After three nights in Jilin we caught our night train to Tianjin where we’d grab a flight to KL with AirAsia that we booked in January. KL – back where we started eight months ago.
29.02.2012 Cloudy/Rainy -2 °C
Tianjin. The train was not too bad as far as train journeys go in China, we woke up with ample time to get ourselves together. Exiting the smashing train station was a breeze and we walked about, passing on KFC in search of somewhere to spend the next six-hours until it was time to get to the airport. Cue Maccy D’s, breakfast menu still on, Y4 (40p) for a coffee and a sausage burger that filled me up for breakfast. A coffee on it’s own was Y4 – how does that make sense? Three-hours passed with us raping the Wi-Fi and having only spent £1 when the lunchtime deal kicked in and I decided to try the grotesque looking double burger with bacon and mashed potato (yes, really) being the main contents. Throughout our time in China, every coffee order was followed by ‘try a Big Tasty sir?’, if they could speak English. This was my last chance. It wasn’t as bad as it sounds or looked but wasn’t great.
With 1pm knocking on and our flight at 5pm, we took a cab to Tianjin airport, flouting public transport for a change. It was a long journey of about 35km from the train station and cost Y100 (£10). I gave my passport and booking confirmation to the AirAsia girl and put my bag on the floor. She then asked me to put the bag on the conveyor belt and I noticed I’d rested my backpack in a massive pile of phlegm which was now all over the hood of my bag. My last experience of China…
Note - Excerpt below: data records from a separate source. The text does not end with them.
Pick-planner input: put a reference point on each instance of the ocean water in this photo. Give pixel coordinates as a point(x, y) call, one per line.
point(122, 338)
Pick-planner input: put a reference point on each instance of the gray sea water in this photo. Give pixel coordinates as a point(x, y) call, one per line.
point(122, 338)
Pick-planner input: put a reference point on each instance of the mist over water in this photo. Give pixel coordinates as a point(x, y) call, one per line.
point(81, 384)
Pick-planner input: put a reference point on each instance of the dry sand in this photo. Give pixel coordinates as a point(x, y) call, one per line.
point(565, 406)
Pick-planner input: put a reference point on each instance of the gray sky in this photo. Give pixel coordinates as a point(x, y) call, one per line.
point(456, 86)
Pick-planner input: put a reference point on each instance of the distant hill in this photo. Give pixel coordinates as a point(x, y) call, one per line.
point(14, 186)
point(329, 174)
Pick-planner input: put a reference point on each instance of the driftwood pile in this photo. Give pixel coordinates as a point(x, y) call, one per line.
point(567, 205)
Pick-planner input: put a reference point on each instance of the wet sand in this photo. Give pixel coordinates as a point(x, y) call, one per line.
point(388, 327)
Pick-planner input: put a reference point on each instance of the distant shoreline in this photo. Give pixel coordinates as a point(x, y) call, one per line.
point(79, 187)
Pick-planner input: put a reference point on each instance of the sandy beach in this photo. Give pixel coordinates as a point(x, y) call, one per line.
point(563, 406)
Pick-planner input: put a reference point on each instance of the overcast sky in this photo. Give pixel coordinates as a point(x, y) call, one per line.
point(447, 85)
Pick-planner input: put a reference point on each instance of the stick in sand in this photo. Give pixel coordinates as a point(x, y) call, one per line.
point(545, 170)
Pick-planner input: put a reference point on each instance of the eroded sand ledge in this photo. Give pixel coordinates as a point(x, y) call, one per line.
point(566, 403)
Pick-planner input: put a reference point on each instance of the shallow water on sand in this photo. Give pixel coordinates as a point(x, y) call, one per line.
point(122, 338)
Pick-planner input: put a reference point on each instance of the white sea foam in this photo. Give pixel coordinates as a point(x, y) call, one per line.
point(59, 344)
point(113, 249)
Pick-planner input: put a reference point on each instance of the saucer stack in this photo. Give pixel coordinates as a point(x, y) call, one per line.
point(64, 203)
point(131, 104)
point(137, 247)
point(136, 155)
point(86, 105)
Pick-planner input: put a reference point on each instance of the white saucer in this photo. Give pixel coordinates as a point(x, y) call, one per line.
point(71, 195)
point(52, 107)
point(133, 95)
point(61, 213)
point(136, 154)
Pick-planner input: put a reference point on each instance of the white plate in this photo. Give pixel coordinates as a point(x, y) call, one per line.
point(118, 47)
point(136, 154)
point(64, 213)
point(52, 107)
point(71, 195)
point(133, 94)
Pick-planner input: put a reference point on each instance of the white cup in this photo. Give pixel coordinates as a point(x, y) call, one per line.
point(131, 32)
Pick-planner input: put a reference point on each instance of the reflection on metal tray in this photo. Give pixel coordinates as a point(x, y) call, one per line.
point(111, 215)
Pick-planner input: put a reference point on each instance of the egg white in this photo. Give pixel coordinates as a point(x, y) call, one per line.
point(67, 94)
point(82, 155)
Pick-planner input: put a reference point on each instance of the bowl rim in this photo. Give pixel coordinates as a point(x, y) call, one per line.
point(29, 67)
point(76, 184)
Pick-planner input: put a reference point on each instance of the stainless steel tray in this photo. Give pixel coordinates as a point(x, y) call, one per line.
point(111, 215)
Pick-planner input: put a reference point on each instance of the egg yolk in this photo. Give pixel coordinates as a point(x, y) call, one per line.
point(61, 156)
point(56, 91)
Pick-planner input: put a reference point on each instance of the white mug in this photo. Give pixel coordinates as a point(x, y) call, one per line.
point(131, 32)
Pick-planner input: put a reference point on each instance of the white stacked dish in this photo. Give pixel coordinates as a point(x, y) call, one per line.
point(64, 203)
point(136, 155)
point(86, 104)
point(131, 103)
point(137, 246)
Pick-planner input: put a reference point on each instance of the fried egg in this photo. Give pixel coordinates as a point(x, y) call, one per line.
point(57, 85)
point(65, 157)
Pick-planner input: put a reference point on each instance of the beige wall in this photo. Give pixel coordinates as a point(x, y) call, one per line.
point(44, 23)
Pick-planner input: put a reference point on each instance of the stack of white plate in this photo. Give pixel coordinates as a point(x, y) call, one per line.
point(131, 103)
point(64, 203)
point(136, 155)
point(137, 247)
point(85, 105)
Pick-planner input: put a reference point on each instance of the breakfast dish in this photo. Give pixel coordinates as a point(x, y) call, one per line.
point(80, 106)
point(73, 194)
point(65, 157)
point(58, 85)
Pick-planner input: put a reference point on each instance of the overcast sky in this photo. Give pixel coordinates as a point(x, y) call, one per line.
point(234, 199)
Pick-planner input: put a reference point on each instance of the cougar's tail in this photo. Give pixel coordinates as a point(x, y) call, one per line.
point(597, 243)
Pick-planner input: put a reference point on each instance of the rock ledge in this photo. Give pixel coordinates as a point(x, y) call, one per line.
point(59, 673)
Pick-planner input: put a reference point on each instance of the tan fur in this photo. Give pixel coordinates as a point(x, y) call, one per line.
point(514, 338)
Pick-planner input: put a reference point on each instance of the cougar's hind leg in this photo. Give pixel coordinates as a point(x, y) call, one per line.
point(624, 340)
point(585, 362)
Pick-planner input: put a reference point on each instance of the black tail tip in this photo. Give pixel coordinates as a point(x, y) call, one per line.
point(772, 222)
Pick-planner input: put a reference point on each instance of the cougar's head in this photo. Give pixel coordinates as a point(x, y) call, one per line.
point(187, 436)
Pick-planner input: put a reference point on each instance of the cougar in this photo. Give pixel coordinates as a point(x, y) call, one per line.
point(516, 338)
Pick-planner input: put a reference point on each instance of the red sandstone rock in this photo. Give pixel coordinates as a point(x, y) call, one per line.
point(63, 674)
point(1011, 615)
Verdict on China: China was amazing. It’s a pretty controversial country. I’ve met travellers who hated the place and some that loved it. In a nut shell, Hong Kong I think remains the best place I have been to since leaving the UK, Macau was magic, Shanghai sensational, Xi’an ‘zilariting, Beijing boring, Harbin hardcore (weather-wise) and Jilin City merely a jaded joke. No ice rimmed trees for me. The food was generally smashing, except for the odd dodgy meal, including a plate of stomach and tubes in Harbin and in my experience the further south you go, the less gob you see, the nicer people are and the more English they speak. Hong Kong and Shanghai have an array of gorgeous girls to rival any city.